Historical division of Monmouthshire, Wales

Abergavenny was an ancient hundred of Monmouthshire.

It was situated in the northern part of the county, bounded on the north by Herefordshire; on the east by the hundreds of Skenfrith, Raglan, and Usk; on the south by Wentloog hundred; and on the west by Wentloog and Brecknockshire.
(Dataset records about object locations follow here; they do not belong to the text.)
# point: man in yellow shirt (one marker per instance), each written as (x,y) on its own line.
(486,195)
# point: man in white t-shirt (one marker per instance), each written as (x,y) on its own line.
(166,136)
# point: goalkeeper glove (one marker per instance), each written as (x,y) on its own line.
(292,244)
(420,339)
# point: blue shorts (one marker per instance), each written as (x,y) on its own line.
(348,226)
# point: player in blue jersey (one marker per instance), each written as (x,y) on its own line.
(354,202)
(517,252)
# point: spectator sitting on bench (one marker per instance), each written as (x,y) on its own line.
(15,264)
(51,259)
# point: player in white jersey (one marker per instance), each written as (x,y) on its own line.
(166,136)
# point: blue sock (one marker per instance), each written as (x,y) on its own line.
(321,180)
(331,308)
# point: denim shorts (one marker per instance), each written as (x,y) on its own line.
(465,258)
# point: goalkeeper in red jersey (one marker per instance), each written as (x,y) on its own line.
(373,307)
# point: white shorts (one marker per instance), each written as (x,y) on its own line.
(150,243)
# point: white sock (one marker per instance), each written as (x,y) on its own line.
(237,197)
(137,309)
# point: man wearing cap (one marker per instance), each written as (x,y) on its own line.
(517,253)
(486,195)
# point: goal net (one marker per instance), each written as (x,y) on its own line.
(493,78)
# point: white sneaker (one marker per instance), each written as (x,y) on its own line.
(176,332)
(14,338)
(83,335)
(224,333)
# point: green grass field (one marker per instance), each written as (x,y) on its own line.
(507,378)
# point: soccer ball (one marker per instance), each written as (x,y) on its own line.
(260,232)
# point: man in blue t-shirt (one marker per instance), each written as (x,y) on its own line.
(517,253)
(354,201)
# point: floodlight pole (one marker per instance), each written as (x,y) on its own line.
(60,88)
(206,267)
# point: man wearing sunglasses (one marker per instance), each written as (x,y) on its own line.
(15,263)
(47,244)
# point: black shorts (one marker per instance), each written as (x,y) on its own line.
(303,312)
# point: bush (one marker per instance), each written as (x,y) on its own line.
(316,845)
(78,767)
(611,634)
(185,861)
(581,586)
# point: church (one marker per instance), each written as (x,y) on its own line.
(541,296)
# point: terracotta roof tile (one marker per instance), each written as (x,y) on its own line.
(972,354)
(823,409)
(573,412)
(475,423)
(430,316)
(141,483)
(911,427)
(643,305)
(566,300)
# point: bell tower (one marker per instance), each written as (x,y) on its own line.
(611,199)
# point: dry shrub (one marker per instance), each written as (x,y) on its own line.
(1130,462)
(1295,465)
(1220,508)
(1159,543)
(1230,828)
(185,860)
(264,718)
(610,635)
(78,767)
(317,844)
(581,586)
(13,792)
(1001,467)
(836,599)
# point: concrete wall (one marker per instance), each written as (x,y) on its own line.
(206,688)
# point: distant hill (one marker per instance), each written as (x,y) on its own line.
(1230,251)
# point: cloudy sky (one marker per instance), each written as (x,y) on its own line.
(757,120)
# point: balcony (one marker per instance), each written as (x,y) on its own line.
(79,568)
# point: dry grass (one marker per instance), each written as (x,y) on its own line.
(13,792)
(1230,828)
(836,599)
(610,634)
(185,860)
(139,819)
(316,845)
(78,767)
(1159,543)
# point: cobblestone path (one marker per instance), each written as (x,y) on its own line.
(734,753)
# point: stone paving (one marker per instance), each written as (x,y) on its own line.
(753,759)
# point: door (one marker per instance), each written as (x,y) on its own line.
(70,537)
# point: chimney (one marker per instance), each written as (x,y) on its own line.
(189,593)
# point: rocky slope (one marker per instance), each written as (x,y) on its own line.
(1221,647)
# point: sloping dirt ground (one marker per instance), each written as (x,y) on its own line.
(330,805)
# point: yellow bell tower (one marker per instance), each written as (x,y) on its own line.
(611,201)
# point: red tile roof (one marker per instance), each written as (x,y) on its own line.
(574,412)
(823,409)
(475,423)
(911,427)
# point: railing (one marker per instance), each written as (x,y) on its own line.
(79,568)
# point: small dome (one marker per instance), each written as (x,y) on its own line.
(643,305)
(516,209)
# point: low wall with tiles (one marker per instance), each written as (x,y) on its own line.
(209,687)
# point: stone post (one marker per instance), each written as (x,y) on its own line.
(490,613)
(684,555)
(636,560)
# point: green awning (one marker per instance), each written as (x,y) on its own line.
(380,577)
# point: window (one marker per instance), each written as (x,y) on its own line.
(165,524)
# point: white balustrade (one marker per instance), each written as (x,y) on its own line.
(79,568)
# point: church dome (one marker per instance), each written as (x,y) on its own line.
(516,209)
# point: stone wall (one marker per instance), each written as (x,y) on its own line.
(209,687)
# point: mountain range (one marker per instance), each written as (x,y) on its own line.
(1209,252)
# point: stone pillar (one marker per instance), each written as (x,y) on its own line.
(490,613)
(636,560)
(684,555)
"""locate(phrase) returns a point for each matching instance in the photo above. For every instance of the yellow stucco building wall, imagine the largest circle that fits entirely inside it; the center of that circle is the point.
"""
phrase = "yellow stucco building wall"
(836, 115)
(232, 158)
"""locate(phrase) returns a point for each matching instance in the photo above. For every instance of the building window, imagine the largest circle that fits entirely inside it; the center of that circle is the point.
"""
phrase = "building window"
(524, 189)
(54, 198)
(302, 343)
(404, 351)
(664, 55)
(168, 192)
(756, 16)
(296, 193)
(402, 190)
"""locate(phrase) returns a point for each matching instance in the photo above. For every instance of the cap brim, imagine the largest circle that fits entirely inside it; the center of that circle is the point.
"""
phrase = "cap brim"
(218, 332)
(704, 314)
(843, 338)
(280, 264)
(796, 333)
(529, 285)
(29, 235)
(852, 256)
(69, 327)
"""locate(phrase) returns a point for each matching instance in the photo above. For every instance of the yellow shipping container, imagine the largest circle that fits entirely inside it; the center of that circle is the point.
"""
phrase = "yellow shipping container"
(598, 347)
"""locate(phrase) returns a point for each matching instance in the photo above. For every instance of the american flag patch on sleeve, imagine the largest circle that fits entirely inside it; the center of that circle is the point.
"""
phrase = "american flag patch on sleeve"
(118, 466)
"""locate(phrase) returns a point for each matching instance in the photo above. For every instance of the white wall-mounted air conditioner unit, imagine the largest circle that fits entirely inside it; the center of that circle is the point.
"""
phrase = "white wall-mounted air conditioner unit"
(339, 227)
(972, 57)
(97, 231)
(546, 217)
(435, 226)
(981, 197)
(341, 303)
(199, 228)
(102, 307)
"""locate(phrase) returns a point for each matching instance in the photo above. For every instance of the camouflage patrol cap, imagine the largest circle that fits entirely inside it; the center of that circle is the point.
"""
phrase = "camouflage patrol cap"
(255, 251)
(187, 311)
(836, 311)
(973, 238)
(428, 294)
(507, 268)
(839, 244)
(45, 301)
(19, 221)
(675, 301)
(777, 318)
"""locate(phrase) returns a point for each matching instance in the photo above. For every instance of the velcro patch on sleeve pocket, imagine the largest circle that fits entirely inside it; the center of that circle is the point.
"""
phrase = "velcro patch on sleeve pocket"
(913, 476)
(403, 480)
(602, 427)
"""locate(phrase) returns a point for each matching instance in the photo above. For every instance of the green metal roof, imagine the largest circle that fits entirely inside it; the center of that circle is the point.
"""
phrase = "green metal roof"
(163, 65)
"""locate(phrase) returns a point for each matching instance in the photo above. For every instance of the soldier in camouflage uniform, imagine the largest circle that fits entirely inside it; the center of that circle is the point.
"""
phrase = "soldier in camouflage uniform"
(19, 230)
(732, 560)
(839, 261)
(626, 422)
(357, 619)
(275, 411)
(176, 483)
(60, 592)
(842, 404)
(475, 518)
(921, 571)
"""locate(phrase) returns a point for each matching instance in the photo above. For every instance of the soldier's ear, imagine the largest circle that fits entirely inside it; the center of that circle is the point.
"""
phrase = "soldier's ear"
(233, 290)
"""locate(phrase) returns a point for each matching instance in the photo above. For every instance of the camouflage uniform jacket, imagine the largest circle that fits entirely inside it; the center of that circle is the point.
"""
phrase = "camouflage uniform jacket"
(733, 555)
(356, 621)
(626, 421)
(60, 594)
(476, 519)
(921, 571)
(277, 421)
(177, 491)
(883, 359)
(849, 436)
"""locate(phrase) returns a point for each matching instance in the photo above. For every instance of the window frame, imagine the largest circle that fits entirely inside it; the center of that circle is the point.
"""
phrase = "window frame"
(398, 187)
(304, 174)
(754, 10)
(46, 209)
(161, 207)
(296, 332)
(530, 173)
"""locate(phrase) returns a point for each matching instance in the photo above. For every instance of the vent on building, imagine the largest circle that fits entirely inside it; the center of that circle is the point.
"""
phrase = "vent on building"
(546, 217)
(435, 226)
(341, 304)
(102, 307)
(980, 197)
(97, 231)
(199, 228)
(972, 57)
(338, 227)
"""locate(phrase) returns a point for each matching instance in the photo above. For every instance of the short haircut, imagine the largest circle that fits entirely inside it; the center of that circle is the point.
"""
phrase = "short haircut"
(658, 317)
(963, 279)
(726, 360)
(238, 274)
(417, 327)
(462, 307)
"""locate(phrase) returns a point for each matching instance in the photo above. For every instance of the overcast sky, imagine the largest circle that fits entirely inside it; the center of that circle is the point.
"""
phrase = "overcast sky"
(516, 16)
It contained the following ancient parishes:

- Abergavenny
- Abersychan
- Abertillery
- Crucornau Fawr
- Cwmyoy
- Goetre Fawr
- Llanarth
- Llanfoist
- Llanddewi Rhydderch
- Llandewi Skirrid
- Llantilio Pertholey
- Llanellen
- Llanfable
- Llanfair Kilgeddin
- Llanfferrin
- Llanfihangel Crucorney
- Llangatwg Dyffryn Wysg
- Llangattock-Lingoed
- Llanhilleth
- Llanover
- Llansaintffraid
- Llanwenarth
- Lloyndu hamlet
- Mamhilad
- Oldcastle
- Trevethin

The administration of the area is now divided between the local authorities of Monmouthshire, Torfaen and Blaenau Gwent. Part is within the area of the Brecon Beacons National Park.